Friend says alleged Bristol gunman battling a mental illness, military history revealed

BRISTOL, TN (WJHL) – The suspected gunman charged with killing one person and injuring three others when he opened fire in Bristol, Tennessee last week was good enough with an automatic rifle to hit more than half of his targets while in basic training, according to his military records.

A close family friend says Lakeem Keon Scott was not motivated by racial tensions when he opened fire along Volunteer Parkway last week, killing one person and injuring three others. Instead, Lacey Francis says the alleged shooting spree was the likely result of her friend’s ongoing battle with mental illness.

“No matter how much people want to say this was racially fueled, it was not,” Francis said. “It has to do with the reality that mental health is something we don’t want to talk about. Do I think he went out there with hate in his heart to kill somebody? No. Do I think he went out there hoping for a suicide by cop? Absolutely.”

The Tennessee Bureau of Investigation has said preliminary information suggests Scott may have targeted people and police after being troubled by recent incidents involving African-Americans and law enforcement officers in other parts of the country. Today, when asked if there was any more indication about a possible motive, a TBI spokesperson said, “Not that we can comment on publicly.”

Francis says she first struck up a friendship with Scott in 2013 when he used to visit her at the convenience store where she worked. Francis says she’s also close with his sister. In fact, his sister gave Francis her blessing to talk to us.

She says Scott is not the man the public thinks he is. The Bristol woman says Scott, who is originally from New York, had a tough upbringing.

“I do know that he did suffer from PTSD,” she said. “When he was younger in New York he was homeless. He would go to garbage cans to get food for his family.”

Francis says Scott’s mental struggles continued when he moved to Tennessee. Francis says she’s not condoning his alleged behavior or making excuses for him. Instead, she says she just wants people to know why he may have acted the way he did last Thursday.

“I understand what he did was awful and I am so sorry to the family of the victims,” she said. “I am so sorry. With mental disorder and defect it is something that is very real. It is uncontrollable.”

A Sullivan County grand jury indicted Lakeem Keon Scott on charges of first-degree murder, attempted first-degree murder and using a gun to commit a serious crime earlier this week. The Tennessee Bureau of Investigation said Scott was armed with at least two weapons, a semi-automatic-style rifle and a pistol, when he started firing shots early Thursday morning along Volunteer Parkway.

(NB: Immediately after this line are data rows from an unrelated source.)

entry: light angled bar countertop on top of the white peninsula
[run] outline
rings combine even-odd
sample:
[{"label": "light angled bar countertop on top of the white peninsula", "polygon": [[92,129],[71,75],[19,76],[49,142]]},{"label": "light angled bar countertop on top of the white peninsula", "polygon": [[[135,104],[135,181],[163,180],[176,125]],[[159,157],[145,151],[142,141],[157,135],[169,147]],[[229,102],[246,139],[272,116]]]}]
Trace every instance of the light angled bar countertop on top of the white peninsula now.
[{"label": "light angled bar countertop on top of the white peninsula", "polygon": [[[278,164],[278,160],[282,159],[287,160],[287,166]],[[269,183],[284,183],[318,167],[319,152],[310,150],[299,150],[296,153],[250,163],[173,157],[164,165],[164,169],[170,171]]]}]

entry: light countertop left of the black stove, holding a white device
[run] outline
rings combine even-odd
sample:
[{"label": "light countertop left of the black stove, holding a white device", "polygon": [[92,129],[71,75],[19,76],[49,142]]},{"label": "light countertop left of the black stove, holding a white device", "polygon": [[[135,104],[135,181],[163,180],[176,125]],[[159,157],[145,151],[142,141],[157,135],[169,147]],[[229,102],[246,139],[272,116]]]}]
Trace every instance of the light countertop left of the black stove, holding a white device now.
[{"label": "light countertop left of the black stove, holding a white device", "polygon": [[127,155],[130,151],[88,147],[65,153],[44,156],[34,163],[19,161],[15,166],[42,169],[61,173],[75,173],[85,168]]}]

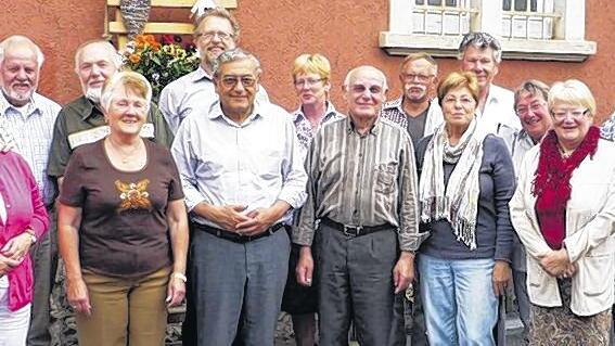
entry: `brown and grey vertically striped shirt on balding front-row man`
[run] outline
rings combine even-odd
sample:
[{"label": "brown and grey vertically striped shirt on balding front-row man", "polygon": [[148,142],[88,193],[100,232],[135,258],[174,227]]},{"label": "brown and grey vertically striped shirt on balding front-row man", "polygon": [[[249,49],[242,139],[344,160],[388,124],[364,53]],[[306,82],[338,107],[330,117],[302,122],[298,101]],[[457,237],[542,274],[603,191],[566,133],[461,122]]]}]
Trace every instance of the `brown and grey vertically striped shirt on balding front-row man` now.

This is a photo of Lakeem Keon Scott. In a news release Friday, TBI said 37-year-old Lakeem Keon Scott “acted alone” and was armed with at least two weapons when he randomly shot at people in Bristol, Tenn. early Thursday morning. (Source: Facebook)
This is a photo of Lakeem Keon Scott. In a news release Friday, TBI said 37-year-old Lakeem Keon Scott “acted alone” and was armed with at least two weapons when he randomly shot at people in Bristol, Tenn. early Thursday morning. (Source: Facebook)

 

Scott served in the U.S. Army and Army National Guard for almost three years in the mid to late 90s. His military records, obtained by News Channel 11 through a Freedom of Information Act request, reveal he earned his marksman badge for qualifying with an automatic rifle. According to Army records, that means he successfully hit more than half of his targets during qualifying, by no means a so-called sharpshooter or expert.

Scott served active duty twice during his service, but never advanced past the rank of private, according to his file. The Army discharged Scott while he was serving in Korea in 1999, according to his file. He was stationed there for 14 months.

The Army would not release the kind of discharge, because discharge status is protected by the Privacy Act, according to a spokesperson.

In addition to his marksman badge, Scott earned ribbons for Army and overseas service.

All of Scott’s service came while he was living in New York. One thing the records do not reveal anything about is Scott’s mental state.